In response to Jerry: I don't take a great deal of exception with most of what you say. I do, however, take issue with the idea that the banning of shorts in certain securities was the responsible thing to do in the current environment. If anything the markets should have just been closed for as many days as it took the SEC & Congress to figure out what they wished to do about this "crisis of confidence" (the most likely course of action will of course be a trillion dollar ,government funded, waste basket used to absorb bad assets and allow brokers to de-lever). Closing the US stock market is hardly unprecedented. Instead, the government chose to rip-the-face-off (that's a technical term) of many legitimate alternative investment managers who had fundamental long and short positions in place. It is a gross and irresponsible redistribution of wealth from hedge fund investors (the largest of which are pensions) to long-only fund investors (the largest of which are pensions).
It may also have been an outright attempt to manipulate the stock market higher in order to provide the volume needed to liquidate the ~$800bn in Lehman assets that need to be sold.
The ability to sell stock short did not create massive amounts of leverage on tiny pools of capital and temporarily banning it won't fix that root problem either.
I applaud the SEC's courageous move to ban short selling.

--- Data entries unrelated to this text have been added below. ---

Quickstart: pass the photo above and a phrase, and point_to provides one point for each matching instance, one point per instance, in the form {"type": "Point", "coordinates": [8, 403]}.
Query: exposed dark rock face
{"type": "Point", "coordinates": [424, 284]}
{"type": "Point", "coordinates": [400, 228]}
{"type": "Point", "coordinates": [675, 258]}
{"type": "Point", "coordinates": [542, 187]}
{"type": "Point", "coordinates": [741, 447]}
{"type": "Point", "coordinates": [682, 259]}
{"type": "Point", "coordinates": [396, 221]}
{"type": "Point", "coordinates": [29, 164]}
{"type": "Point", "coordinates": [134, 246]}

Isn't that brilliant? I wonder why they didn't think of that during the Great Depression.
However, I feel that this valiant effort does not go far enough.
All selling of stocks should be banned. Once you buy a stock, you have to hold it forever.
Sure, this might make the market a little less liquid. But once stock prices can only go up, we'll all be rich!
Or maybe we should just try something simpler: pass a law making it illegal for stock prices to go down.